Mark Pilgrim – A Gentle Introduction to Video Encoding: Captioning

by Simon. Average Reading Time: almost 11 minutes.

This article was first published on 7th January 2009, on Mark Pilgrim’s website. That website no longer exists so this article serves as an historical record. I have preserved all emphasis and links as per the original article.

The first thing you need to know about captions and subtitles is that captions and subtitles are different. The second thing you need to know about captions and subtitles is that you can safely ignore the differences unless you’re creating your own from scratch. I’m going to use the terms interchangeably throughout this article, which will probably drive you crazy if you happen to know and care about the difference.

Historically, captioning has been driven by the needs of deaf and hearing impaired consumers, and captioning technology has been designed around the technical quirks of broadcast television. In the United States, so-called “closed captions” are embedded into a part of the NTSC video source (“Line 21”) that is normally outside the viewing area on televisions. In Europe, they use a completely different system that is embeddable in the PAL video source. Over time, each new medium (VHS, DVD, and now online digital video) has dealt a blow to the accessibility gains of the previous medium. For example:

  • PAL VHS tapes did not have enough bandwidth to store closed captions at all.
  • DVDs have the technical capability, but producers often manage to screw it up anyway; e.g. DVDs of low-budget television shows are often released without the closed captions that accompanied the original broadcast.
  • HDMI cables drop “Line 21” closed captions altogether. If you play an NTSC DVD on an HDTV over HDMI, you’ll never see the closed captions, even if the DVD has them.

And accessible online video is just fucking hopeless. (And no, it won’t change unless new regulation forces it to change. When it comes to captioning, Joe Clark has been right longer than many of you have been alive.)
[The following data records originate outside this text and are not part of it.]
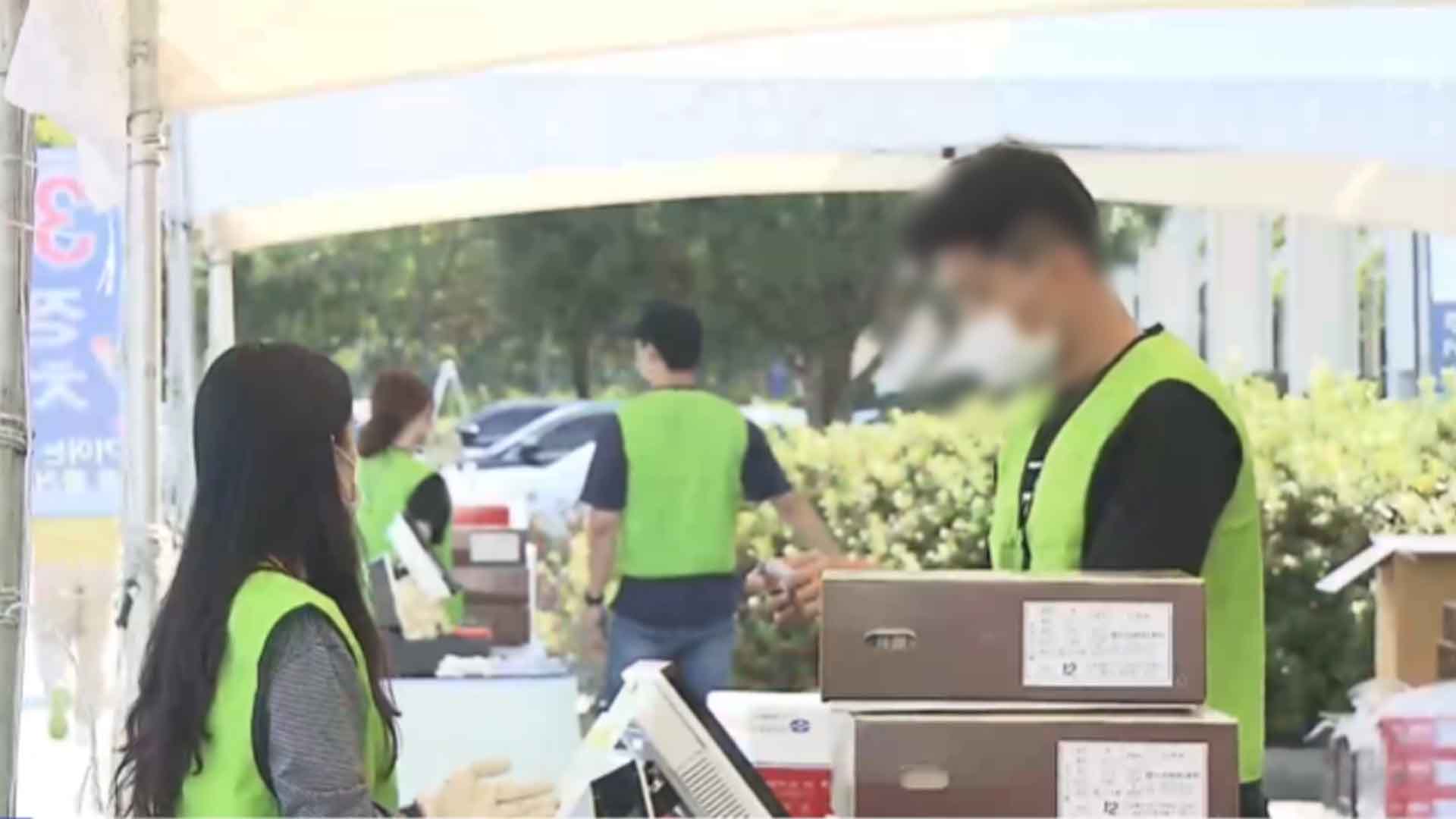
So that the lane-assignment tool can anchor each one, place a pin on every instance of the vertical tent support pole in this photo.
(17, 193)
(220, 328)
(181, 352)
(142, 503)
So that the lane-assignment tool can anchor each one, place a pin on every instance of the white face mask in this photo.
(1001, 356)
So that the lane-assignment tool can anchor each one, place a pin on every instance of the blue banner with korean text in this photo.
(74, 347)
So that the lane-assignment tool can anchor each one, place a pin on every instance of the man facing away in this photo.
(1126, 450)
(666, 483)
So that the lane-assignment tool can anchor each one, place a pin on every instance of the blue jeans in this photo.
(702, 653)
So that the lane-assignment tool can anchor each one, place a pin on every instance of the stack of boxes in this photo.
(987, 694)
(1446, 646)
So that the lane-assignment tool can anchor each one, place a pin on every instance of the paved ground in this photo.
(52, 773)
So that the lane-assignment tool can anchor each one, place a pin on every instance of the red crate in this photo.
(804, 792)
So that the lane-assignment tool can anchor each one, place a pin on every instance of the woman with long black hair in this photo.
(262, 689)
(397, 484)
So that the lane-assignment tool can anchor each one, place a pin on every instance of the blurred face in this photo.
(417, 431)
(1014, 308)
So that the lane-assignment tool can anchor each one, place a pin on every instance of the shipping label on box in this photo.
(1097, 645)
(1131, 779)
(1009, 637)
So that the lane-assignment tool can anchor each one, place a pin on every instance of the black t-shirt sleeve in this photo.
(606, 485)
(762, 474)
(1163, 483)
(430, 504)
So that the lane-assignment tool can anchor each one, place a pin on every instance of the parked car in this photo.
(546, 439)
(503, 419)
(528, 480)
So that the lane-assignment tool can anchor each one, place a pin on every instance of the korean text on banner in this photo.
(74, 350)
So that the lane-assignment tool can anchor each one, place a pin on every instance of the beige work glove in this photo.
(481, 790)
(419, 617)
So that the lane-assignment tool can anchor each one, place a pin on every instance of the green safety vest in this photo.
(1234, 567)
(386, 482)
(685, 484)
(231, 783)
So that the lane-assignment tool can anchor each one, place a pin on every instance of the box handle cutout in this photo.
(925, 777)
(890, 639)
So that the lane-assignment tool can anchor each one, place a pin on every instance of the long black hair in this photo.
(267, 425)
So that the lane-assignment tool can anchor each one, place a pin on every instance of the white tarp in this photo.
(228, 53)
(443, 149)
(218, 53)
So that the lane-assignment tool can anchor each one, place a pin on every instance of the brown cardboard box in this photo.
(956, 635)
(1414, 577)
(1446, 661)
(1036, 764)
(491, 567)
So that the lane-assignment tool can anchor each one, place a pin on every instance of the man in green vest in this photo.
(1125, 450)
(666, 483)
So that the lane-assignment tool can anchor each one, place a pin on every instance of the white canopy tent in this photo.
(290, 136)
(278, 172)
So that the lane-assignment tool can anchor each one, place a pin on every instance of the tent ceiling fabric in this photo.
(1369, 193)
(411, 143)
(289, 108)
(223, 53)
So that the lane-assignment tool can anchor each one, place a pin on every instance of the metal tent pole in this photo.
(220, 330)
(181, 353)
(17, 193)
(142, 502)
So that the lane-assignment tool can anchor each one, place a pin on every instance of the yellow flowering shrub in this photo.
(1332, 468)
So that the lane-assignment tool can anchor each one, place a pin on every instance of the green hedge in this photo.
(915, 494)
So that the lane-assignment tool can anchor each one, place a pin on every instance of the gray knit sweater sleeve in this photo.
(309, 727)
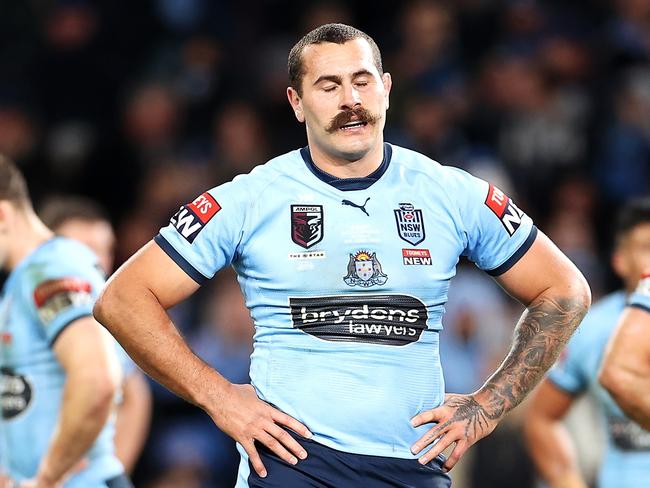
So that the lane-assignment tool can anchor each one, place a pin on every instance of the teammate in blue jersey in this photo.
(84, 220)
(626, 366)
(344, 251)
(626, 461)
(59, 371)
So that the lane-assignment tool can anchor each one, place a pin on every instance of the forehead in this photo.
(328, 58)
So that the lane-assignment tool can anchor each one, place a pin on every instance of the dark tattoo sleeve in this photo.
(540, 335)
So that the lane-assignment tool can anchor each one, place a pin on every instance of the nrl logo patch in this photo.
(364, 270)
(410, 223)
(306, 224)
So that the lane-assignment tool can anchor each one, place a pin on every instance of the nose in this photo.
(350, 97)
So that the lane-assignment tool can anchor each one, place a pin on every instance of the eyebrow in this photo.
(338, 79)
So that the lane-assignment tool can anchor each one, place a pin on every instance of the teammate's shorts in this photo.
(328, 468)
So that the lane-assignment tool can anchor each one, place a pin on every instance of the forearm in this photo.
(631, 390)
(143, 327)
(553, 453)
(539, 337)
(85, 409)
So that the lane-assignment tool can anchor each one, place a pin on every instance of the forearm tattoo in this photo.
(540, 335)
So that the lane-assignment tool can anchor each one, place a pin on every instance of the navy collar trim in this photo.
(348, 184)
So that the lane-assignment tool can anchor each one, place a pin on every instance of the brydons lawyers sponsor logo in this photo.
(393, 320)
(191, 218)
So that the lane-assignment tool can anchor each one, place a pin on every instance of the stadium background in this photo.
(142, 105)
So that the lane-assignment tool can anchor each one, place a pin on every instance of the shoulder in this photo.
(599, 322)
(445, 177)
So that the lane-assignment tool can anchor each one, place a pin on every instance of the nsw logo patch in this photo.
(306, 225)
(410, 223)
(55, 296)
(191, 218)
(505, 209)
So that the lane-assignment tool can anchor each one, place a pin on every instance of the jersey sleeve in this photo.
(203, 236)
(62, 291)
(568, 373)
(497, 232)
(641, 296)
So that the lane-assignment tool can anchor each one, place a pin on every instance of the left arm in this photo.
(625, 371)
(557, 297)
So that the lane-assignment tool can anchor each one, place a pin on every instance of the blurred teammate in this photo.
(626, 461)
(344, 251)
(84, 220)
(59, 368)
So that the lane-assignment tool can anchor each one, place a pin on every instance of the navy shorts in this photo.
(328, 468)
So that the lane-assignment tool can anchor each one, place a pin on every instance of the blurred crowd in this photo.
(143, 105)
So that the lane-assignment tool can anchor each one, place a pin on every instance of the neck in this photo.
(28, 234)
(344, 168)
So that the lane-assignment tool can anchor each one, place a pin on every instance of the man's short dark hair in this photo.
(12, 184)
(634, 212)
(57, 210)
(335, 33)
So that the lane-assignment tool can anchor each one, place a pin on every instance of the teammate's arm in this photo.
(132, 307)
(92, 375)
(557, 297)
(548, 440)
(625, 371)
(132, 420)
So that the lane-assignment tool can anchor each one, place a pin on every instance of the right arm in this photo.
(133, 308)
(548, 441)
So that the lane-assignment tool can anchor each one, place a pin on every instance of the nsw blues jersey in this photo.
(52, 287)
(346, 281)
(626, 461)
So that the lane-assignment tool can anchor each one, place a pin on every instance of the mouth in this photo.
(355, 124)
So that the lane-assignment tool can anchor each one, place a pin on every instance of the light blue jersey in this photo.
(626, 461)
(346, 280)
(641, 296)
(52, 287)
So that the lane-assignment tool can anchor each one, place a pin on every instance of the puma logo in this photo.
(360, 207)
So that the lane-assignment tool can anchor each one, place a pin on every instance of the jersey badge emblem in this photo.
(364, 269)
(410, 223)
(306, 225)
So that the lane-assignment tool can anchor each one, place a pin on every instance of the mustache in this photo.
(360, 114)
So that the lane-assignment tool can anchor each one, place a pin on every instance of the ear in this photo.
(388, 84)
(296, 104)
(620, 265)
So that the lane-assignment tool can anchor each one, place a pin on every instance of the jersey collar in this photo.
(348, 184)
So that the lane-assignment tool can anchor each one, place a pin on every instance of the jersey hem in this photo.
(183, 263)
(516, 256)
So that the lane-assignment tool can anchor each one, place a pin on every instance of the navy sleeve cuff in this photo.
(518, 254)
(191, 271)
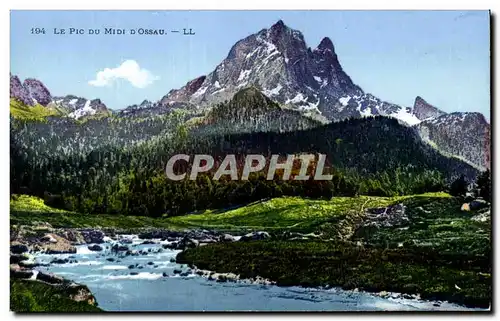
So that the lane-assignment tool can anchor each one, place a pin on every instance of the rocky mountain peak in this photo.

So even in broadcast television, captioning technology was fractured by different broadcast technologies in different countries. Digital video had the capability of unifying the technologies and learning from their mistakes. Of course, exactly the opposite happened. Early caption formats split along company lines; each major video software platform (RealPlayer, QuickTime, Windows Media, Adobe Flash) implemented captioning in their own way, with levels of adoption ranging from nil to zilch. At the same time, an entire subculture developed around “fan-subbing,” i.e. using captioning technology to provide translations of foreign language videos. For example, non-Japanese-speaking consumers wanted to watch Japanese anime films, so amateur translators stepped up to publish their own English captions that could be overlaid onto the original film. In the 1980s, fansubbers would actually take VHS tapes and overlay the English captions onto a new tape, which they would then (illegally) distribute. Nowadays, translators can simply publish their work on the Internet as a standalone file. English-speaking consumers can have their DVDs shipped directly from Japan, and they use software players that can overlay standalone English caption files while playing their Japanese-only DVDs. The legality of distributing these unofficial translations (even separately, in the form of standalone caption files) has been disputed in recent years, but the fansubbing community persists.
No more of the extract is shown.